In the Clouds
CHIEF WARRANT OFFICER 2 DWAYNE WILLIAMS
Bravo Company, 3-1 Assault Helicopter Battalion
Fort Riley, Kansas
For those unfamiliar with the term, a sucker hole refers to an opening in a cloud layer through which an aviator may descend. I’ve heard of sucker holes throughout my time in Army aviation and always wondered why someone would fall for it. But on one flight, I nearly ended up falling for one myself.
My unit was departing Fort Polk, Louisiana, after a month-long Joint Readiness Training Center rotation. I was co-pilot of the lead aircraft in a four-ship formation of UH-60Ms. I had 1,100 hours of flight time, and the pilot in command (PC) had 800 hours. Our first leg would take us from Self Army Airfield to Texarkana Regional Airport in Arkansas. Takeoff was delayed for nearly an hour and a half as we waited for a low cloud layer to burn off at Fort Polk. The weather briefing that morning forecasted a broken layer about 7,000 feet above ground level (AGL) and a bottom layer at 1,000 feet at points en route to our location. The flight was scheduled to take one hour and 40 minutes.
After departing about 10 a.m., the flight leveled off at 1,000 feet AGL. Everything was going well and we were on our way home. I was on the controls for the entire first leg. About 30 miles north of Fort Polk, we began to encounter a very sparse, low-level cloud layer at about 700 to 800 feet, so we climbed to maintain clearance. As the flight continued north, the cloud layer below us slowly increased from few to scattered and finally to broken. We talked about the increase in clouds throughout the flight, and no sooner than I realized we should make a decision about what action to take, the radio came to life.
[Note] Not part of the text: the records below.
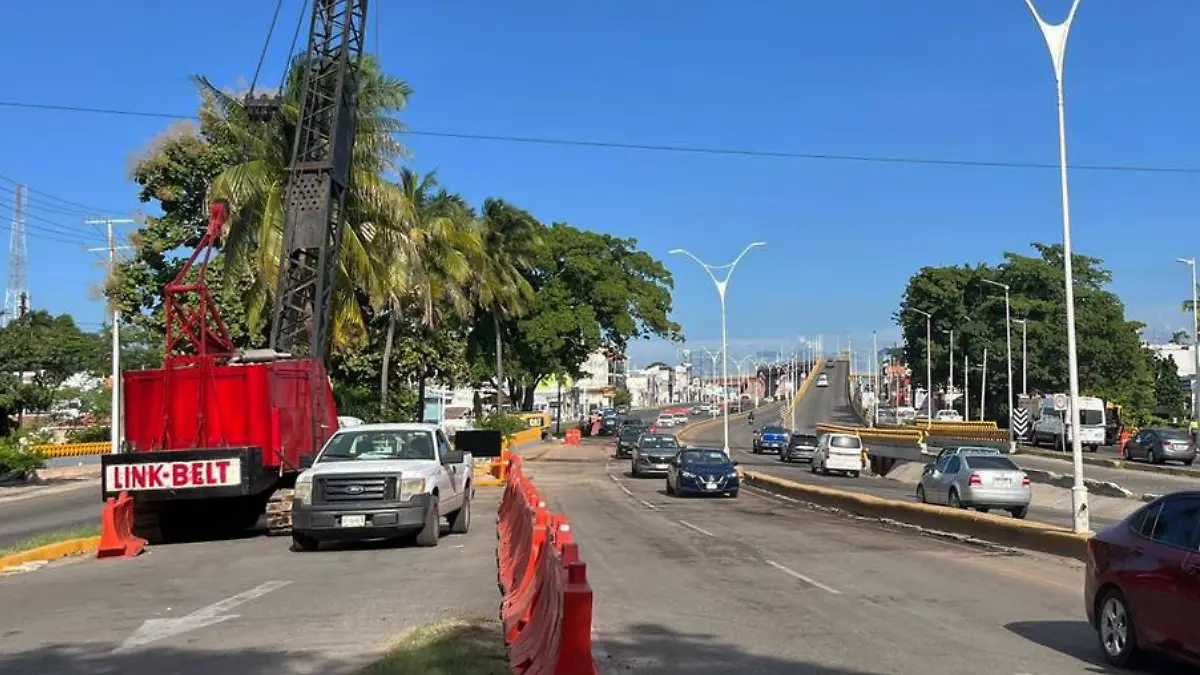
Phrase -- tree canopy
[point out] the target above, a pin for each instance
(430, 288)
(1113, 363)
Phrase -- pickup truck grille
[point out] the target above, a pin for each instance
(335, 489)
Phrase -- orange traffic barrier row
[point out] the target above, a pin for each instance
(117, 538)
(547, 601)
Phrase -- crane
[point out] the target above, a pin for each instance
(216, 436)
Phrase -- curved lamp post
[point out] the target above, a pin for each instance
(723, 286)
(1056, 41)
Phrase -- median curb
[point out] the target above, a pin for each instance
(1113, 463)
(51, 551)
(996, 529)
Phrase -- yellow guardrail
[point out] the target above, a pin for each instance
(54, 451)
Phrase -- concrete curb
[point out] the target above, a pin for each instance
(1113, 463)
(51, 551)
(996, 529)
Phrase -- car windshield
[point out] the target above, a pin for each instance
(966, 451)
(379, 444)
(703, 458)
(984, 461)
(845, 442)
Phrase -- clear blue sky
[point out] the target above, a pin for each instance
(930, 78)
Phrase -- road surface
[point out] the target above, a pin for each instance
(831, 404)
(280, 613)
(759, 586)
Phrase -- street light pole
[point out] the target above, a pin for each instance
(1195, 342)
(1025, 357)
(1008, 341)
(1055, 36)
(929, 362)
(723, 286)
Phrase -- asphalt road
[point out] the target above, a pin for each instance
(49, 511)
(832, 404)
(280, 613)
(759, 586)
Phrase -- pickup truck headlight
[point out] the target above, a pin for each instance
(411, 488)
(303, 491)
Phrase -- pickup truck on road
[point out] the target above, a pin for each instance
(382, 482)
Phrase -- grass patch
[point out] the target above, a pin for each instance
(447, 647)
(47, 538)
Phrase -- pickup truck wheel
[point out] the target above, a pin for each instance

The company standardization pilot was in Chalk 2, and the company commander, who was also the air mission commander for the flight, was in Chalk 3. When we were about 20 miles southeast of Barksdale Air Force Base (BAFB), the decision was made to contact approach and proceed to the base. The radios in my aircraft were sketchy at best. We had trouble contacting approach control despite attempts on both the VHF and UHF radios. After several minutes of no contact, Chalk 2 was able to reach air traffic control. At this point, we heard half of the radio transmissions (Chalk 2), which only added to the confusion in the cockpit.
As we a turned west toward BAFB, my PC established communication with approach, but I had pulled up my pin switch on COM 2 to try to better hear Chalk 2 talking to approach. My PC was unaware of this, and I should have announced the fact to the crew that I had pulled up the pin switch. The flight was closing in on BAFB airspace, and with the confusion due to the lack of communication, I considered descending through a sizable break in the cloud layer that I spotted in front of the flight.
I started to slow and lower the collective. At the same time, I announced this to my PC, who replied, “Don’t descend!” I quickly realized it was a terrible move and readjusted the flight controls to maintain the previous parameters. I noted that I had slowed nearly 20 knots indicated airspeed during the deceleration, which was a serious hazard to all aircraft in the flight. The flight continued and every aircraft safely completed an instrument landing into BAFB.
I realize that if we had actually been in the clouds instead of between the layers, I would have handled everything per the standards. We always practice inadvertent instrument meteorological conditions (IIMC) procedures, but I had never actually flown in between layers. The factors that led me to attempt to descend below the layer are no excuse for actually trying it. I was trusted with the duties of flight lead and nearly let my commander and unit down in those duties. When confronted with IIMC, the key is to commit and stay committed, regardless if you are “in the clouds” or “over the top.” And beware of sucker holes!